Unity has many more features, a much wider community to look for answers to issues you come across, supports consoles out of the box, and has an enormous asset store which can save time.
That said, I prefer Godot.
Firstly because it's free and open source. That's a big deal to me, though I get it's not a priority for most people. I've contributed to the Godot source, and frequently compile my own custom builds with new C++ modules or experimental edits to the code (which is relatively straightforward, even for someone like me who hasn't touched C++ in about 15 years).
It's also a lot quicker and more self contained than Unity, which takes forever to open a project, forever to compile your scripts. Godot is lightning quick by comparison, even when using C#.
Unity has more mature and polished features, but it also has a lot of redundancy, for every feature you have 2 or 3 options of "legacy" or "experimental" versions of that feature, and it's often unclear which is the best choice, having to navigate through a huge list of packages, and googling for blog posts and documentation about things but being unsure which "version" of a feature is being referring to.
The asset store in Unity might be huge, but not all of it is high quality, and often expensive. You might pay a chunk (not huge, but not pocket change) for some system or framework that looks ideal on the marketing page, only to find that whoever wrote the scripts weren't really thinking about flexibility for your use case, and wastes time that you were supposed to be saving by paying for it. Godot's asset library is much smaller and mostly confined to scripts and tools, rather than models and textures, though there is some of that.
Godot has the same issues any MIT, volunteer-led open source project has: incomplete features with weird UX, features that get bumped back months or years because the dev who was working on it in their free time no longer has that free time, lack of real b2b level support for a commercial project.
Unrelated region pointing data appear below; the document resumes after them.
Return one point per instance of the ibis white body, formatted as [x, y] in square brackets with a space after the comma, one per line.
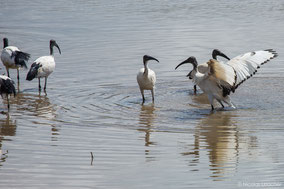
[7, 57]
[43, 66]
[13, 58]
[146, 78]
[7, 87]
[218, 80]
[46, 66]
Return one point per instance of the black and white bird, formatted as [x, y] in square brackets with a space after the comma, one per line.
[43, 66]
[218, 80]
[146, 77]
[7, 87]
[203, 67]
[13, 58]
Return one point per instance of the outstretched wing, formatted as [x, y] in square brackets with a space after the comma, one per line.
[246, 65]
[223, 75]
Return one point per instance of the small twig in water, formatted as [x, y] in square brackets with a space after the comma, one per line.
[92, 158]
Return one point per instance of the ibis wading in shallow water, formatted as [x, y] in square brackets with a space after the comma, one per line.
[146, 77]
[13, 58]
[203, 67]
[7, 87]
[43, 66]
[218, 80]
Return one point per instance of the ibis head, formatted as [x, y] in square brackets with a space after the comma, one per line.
[5, 42]
[217, 52]
[191, 60]
[146, 58]
[52, 44]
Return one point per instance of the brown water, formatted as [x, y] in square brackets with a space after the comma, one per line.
[93, 103]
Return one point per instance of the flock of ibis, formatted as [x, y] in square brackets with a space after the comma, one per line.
[13, 58]
[215, 78]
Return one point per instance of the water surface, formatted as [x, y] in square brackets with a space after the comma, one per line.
[93, 103]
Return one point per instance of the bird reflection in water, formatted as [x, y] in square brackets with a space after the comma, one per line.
[7, 128]
[146, 124]
[218, 133]
[39, 106]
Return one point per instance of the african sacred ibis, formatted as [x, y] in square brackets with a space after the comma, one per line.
[13, 58]
[7, 87]
[146, 77]
[43, 66]
[203, 67]
[220, 79]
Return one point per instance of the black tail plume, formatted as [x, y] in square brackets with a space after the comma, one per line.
[33, 71]
[21, 58]
[7, 86]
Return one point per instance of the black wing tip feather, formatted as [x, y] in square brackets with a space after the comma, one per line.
[21, 58]
[275, 54]
[7, 86]
[33, 71]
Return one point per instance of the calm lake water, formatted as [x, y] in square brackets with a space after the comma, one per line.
[93, 103]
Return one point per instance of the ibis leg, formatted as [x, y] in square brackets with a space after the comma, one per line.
[211, 99]
[8, 102]
[142, 93]
[8, 72]
[221, 103]
[39, 87]
[194, 89]
[18, 75]
[45, 84]
[153, 93]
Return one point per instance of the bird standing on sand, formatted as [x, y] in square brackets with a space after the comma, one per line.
[220, 79]
[146, 77]
[43, 66]
[6, 88]
[13, 58]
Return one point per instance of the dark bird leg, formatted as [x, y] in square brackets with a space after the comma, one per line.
[45, 84]
[39, 87]
[152, 92]
[8, 72]
[221, 103]
[194, 89]
[212, 108]
[8, 102]
[18, 75]
[142, 93]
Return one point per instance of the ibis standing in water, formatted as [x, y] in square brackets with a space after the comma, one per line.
[7, 88]
[146, 78]
[13, 58]
[43, 66]
[220, 79]
[203, 67]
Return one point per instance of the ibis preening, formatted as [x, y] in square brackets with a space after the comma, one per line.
[13, 58]
[146, 77]
[218, 80]
[43, 66]
[202, 68]
[7, 87]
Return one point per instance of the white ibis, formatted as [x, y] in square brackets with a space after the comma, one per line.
[202, 68]
[219, 80]
[13, 58]
[7, 87]
[146, 77]
[43, 66]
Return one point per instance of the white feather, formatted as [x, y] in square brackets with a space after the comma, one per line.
[47, 66]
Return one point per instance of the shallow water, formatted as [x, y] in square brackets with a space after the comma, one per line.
[93, 103]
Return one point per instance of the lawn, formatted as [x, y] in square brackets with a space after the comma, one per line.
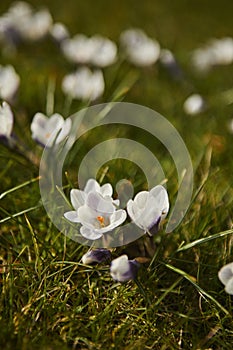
[50, 299]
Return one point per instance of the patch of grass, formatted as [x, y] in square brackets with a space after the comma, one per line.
[48, 298]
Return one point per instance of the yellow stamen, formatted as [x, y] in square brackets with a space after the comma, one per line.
[101, 220]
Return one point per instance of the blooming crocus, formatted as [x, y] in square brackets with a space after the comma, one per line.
[139, 48]
[48, 131]
[122, 269]
[225, 275]
[97, 216]
[148, 208]
[194, 104]
[96, 50]
[6, 120]
[84, 84]
[98, 256]
[9, 83]
[95, 209]
[78, 198]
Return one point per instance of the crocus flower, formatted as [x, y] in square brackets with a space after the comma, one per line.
[122, 269]
[59, 32]
[84, 84]
[78, 198]
[6, 120]
[194, 104]
[149, 208]
[95, 209]
[215, 52]
[48, 131]
[226, 277]
[139, 48]
[9, 82]
[96, 50]
[96, 256]
[97, 216]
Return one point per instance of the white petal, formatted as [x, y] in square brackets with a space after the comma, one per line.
[89, 233]
[103, 206]
[106, 190]
[72, 216]
[229, 286]
[141, 199]
[77, 198]
[92, 186]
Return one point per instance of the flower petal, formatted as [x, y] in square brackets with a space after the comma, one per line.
[77, 198]
[89, 233]
[72, 216]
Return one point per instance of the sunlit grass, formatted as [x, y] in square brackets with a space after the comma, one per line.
[49, 299]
But for me as a solo, indie game dev, it's kind of freeing to be a part of that and to get involved in the community and the engine internals in a way that Unity gives you no access to. Ok, I can't ring up a case manager for my account and get an answer about this or that Godot feature, I can go on Discord or Github and maybe get an answer if the right person is looking, but more importantly I can just go straight into the source code and understand it for myself, and even tweak and fix it in a way that is truly free.
I've also found that once you get used to some of the UI/UX jank in Godot, the design philosophy of how things are structured conceptually is insanely productive. Unity is a hot mess of menus and panes, loading bars and modals, prefabs and components. Godot just gets out of your way - in part because it has fewer features, but I've yet to find something I wanted to do where I couldn't do it - just sometimes it takes a bit of creativity with the tools and API.
In terms of features, for me it feels like a lot of core features in Godot are assets that you have to add to Unity.
My best example are Tweens. I would expect this to be a very core feature of a game engine and yet in Unity you have to rely on something like dotween.
Also the Animation system in Godot is super awesome. If you are coming from Blender it's basically no learning curve at all. Again a feature that I would exepect to be a core of a game engine.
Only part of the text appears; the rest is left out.